Nezha sucked in air through clenched teeth. “Please . . .”
She clutched two nuggets in her hand and ignited a small fire beneath them. With her other hand she hoisted Nezha upright and tilted his head over the fumes.
He inhaled for a long time. His eyes fluttered closed. The water began to calm. The little waves sank beneath the surface. The columns lowered slowly and disappeared. Rin exhaled in relief.
Then Nezha shrank away from the smoke, coughing. “No—no, I don’t want that much—”
She gripped him tighter. “I’m sorry.”
He’d only smoked several whiffs. That would wear off in under an hour. That wasn’t enough time. She needed to make sure the god was gone.
She forced the opium under his nose and clamped a hand over his mouth to force him to inhale. He thrashed in protest, but he was already weak and his struggles grew more and more feeble as he inhaled more of the smoke. Finally he lay still.
Rin threw the half-burned nuggets into the dirt. She brushed a hand over Nezha’s forehead, pushed strands of wet hair out of his eyes.
“You’ll be all right,” she whispered. “I’ll send someone out after you.”
“Stay,” he murmured. “Please.”
“I’m sorry.” She leaned forward and lightly kissed his forehead. “We’ve got a battle to win.”
His voice was so faint she had to lean down to hear it. “But we’ve won.”

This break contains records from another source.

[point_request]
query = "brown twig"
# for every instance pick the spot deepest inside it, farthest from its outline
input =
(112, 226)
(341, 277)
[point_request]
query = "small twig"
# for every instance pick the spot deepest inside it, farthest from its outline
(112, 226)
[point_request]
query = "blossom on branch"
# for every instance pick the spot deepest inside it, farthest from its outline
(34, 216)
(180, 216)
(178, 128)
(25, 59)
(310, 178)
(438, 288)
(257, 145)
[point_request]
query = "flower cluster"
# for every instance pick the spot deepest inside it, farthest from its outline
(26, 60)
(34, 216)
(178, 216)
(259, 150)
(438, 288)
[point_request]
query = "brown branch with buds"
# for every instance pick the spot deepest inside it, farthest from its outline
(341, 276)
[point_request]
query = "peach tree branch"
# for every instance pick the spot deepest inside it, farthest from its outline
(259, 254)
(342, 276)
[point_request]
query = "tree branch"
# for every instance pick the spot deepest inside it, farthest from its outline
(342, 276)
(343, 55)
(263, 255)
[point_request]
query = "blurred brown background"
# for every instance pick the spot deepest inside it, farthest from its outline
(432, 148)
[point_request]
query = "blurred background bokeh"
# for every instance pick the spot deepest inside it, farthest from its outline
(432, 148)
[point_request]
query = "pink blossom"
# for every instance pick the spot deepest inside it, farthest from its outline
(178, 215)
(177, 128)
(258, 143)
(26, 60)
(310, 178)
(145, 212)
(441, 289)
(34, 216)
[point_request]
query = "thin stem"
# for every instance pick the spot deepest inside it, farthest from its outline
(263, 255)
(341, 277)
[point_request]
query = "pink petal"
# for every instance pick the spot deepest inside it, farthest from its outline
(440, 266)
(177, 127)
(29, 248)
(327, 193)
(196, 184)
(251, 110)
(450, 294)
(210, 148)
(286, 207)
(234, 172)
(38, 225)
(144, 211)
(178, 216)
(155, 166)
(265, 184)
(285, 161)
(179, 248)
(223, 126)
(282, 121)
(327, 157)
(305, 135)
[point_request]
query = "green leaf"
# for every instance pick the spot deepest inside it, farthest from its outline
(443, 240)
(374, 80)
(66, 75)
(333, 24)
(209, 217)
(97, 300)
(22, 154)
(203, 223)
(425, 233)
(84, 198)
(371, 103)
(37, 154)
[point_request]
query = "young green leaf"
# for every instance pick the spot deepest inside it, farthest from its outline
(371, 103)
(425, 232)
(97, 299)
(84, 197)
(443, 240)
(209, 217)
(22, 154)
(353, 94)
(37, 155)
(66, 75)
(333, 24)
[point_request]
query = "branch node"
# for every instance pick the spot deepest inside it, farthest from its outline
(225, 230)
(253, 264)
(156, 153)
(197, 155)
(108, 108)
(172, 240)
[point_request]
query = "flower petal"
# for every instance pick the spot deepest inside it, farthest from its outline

She choked with desperate laughter. He hadn’t seen the burning city. He didn’t know that Arlong barely existed anymore. “We haven’t won.”
“No . . .” His eyes opened. He struggled to raise his arm. He pointed at something past her shoulder. “Look. There.”
She turned her head.
There on the seam of the horizon sailed a fleet, waves and waves of warships. Some glided over water; some floated through the air. There were so many that they almost seemed like a mirage, endless doubles of the same row of white sails and blue flags against a brilliant sun.